I just finished listening to Chapter Four of Save the Cat by Blake Snyder.
It has me completely intrigued with story structure. Story structure isn’t a new concept, and his book is geared towards writing screenplays, but I find it fascinating that so many of my favorite movies—and books—fit within this structure.
I’ve written hundreds of thousands of words. Most of them are tucked away in notebooks and in “slush” document files. My first stories were TERRIBLE, but bit by bit, my writing has improved. Now, I’m trying to learn how to outline and write without the hassle of needlessly throwing away thousands of words due to poor planning. I understand my first drafts are still going to be rough, but at least I’ll know what direction my story is going.

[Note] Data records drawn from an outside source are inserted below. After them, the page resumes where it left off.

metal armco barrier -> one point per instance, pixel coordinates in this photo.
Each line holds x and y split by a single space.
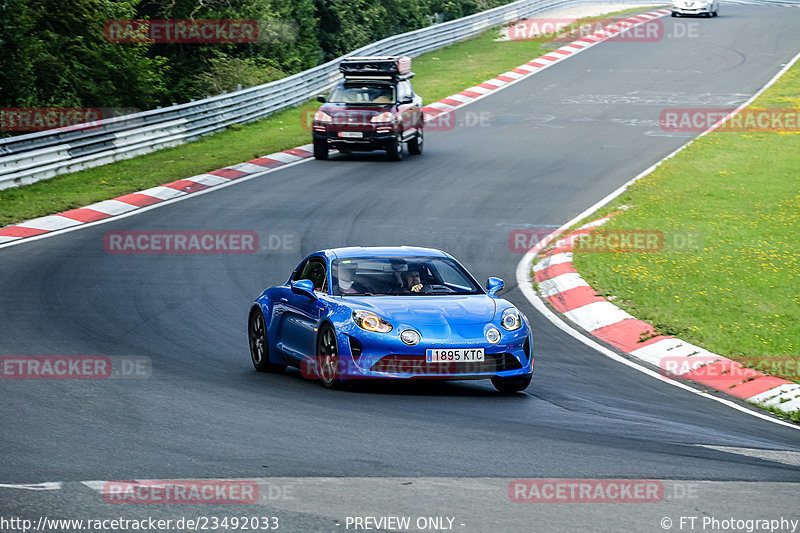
36 156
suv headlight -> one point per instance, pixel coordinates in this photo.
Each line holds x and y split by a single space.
384 117
371 322
323 117
511 319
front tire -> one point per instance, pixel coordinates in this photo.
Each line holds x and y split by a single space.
511 385
320 149
328 357
395 150
415 144
259 347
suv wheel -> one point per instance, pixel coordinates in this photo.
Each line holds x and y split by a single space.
415 144
320 149
395 150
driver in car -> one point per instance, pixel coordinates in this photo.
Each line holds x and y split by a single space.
414 281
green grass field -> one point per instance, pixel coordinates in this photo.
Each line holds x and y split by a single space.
737 292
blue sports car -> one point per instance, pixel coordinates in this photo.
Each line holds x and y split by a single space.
390 313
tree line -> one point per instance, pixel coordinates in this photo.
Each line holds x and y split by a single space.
57 53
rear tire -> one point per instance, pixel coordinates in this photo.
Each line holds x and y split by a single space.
320 149
511 385
395 150
259 347
415 144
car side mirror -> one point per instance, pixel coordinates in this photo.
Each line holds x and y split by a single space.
493 285
304 287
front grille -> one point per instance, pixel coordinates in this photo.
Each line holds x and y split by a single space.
416 364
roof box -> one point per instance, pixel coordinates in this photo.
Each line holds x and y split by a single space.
376 67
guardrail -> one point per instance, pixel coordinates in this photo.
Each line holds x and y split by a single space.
36 156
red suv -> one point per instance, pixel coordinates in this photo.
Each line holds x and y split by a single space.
373 108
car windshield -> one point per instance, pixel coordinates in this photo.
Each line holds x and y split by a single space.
363 93
403 276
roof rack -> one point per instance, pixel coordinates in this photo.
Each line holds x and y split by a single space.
376 68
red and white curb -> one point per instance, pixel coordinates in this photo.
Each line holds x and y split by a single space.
130 203
563 287
446 105
784 395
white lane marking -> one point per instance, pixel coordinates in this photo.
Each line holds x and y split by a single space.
440 106
461 98
246 167
162 193
525 283
479 90
551 260
284 157
111 207
595 223
136 211
48 223
676 350
562 283
780 396
597 315
211 180
47 485
777 456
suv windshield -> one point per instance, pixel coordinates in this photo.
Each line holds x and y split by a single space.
404 276
362 93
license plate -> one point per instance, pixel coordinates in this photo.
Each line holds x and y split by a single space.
455 355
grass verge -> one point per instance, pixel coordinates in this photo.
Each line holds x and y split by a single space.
439 74
728 278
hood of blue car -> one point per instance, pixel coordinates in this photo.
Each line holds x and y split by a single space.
420 311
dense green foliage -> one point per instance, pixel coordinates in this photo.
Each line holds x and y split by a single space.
55 53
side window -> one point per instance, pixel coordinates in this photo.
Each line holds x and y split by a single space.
313 269
403 91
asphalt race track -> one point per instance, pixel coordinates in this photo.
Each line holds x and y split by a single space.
544 150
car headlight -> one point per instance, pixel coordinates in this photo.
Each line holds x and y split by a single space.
410 337
323 117
371 322
386 116
511 319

To me, story structure is like a puzzle. You put the pieces in the right order and (hopefully) the story makes sense. What makes Blake Snyder’s book so different? He tells you where to put your scenes. Literally. Writing a 110 pg script? Simple, the “All is Lost” scene goes on pg 75.

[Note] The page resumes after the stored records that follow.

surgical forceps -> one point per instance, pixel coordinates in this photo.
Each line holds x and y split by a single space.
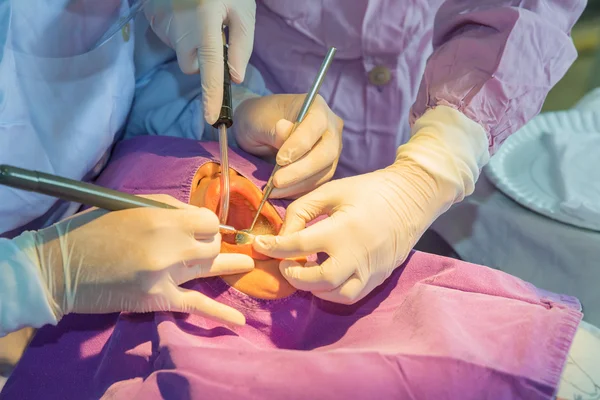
78 192
224 121
310 97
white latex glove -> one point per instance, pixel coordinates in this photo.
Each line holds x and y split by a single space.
308 157
375 219
193 29
132 260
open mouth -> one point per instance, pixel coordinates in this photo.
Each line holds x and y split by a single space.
243 203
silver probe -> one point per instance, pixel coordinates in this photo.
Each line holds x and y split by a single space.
308 101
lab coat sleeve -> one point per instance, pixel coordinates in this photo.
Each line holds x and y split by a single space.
169 103
496 61
23 296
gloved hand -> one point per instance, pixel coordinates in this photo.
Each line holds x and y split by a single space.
193 29
375 219
308 157
133 260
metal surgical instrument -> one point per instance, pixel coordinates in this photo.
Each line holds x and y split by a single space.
224 121
308 101
117 26
78 192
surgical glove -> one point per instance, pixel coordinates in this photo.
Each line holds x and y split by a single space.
375 219
308 157
193 29
132 260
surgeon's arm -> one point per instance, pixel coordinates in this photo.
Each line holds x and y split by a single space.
495 61
170 104
23 297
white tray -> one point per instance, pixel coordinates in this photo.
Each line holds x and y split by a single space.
524 153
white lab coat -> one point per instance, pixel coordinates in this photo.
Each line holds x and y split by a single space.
61 104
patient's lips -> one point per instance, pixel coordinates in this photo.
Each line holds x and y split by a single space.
244 200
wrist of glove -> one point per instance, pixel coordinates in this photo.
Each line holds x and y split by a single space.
445 154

If you’re looking to write something a little longer, there’s an online site created by The 47 Ronin Media group with a “Beat Sheet Calculator.” You plug in the page count of your book, and it tells you the approximate page number where your various scenes should go.
For example, let’s say you’re writing 55,000-word manuscript. That’s about 200 pages in paperback form. You plug your info into the calculator and you get this:
It tells you what scene goes on what page!

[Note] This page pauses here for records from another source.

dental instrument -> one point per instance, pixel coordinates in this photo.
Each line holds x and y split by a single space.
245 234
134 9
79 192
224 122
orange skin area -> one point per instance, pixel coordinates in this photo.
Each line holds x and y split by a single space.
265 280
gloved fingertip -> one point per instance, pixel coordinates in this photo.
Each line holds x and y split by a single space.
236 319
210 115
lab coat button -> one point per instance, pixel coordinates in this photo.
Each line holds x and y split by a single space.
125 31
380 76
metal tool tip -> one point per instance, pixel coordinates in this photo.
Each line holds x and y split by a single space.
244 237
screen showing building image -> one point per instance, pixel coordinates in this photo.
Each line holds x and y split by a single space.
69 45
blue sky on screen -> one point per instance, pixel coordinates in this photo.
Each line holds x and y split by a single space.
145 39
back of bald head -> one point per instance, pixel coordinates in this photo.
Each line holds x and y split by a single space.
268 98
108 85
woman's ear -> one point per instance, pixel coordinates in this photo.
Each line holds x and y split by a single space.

Is this gimmicky? Maybe. Is it using a formula? Most certainly! Could it help a newbie writer figure out story structure? I don’t think it could hurt, especially if you think of it as a tool and don’t put too much pressure on yourself to follow this to the letter.
It’s a three-act structure, broken down further into a 15 part outline. Blake Snyder goes into more detail in his book. Writing a horror novel is going to be different from writing a romance, but he made a strong argument about the use of an outline, regardless of genre.
Every writer is different, but this was a fun tool to find. I could certainly see where it might be useful during NaNoWriMo!
What do you think? What’s worked for you? What writing advice can you give?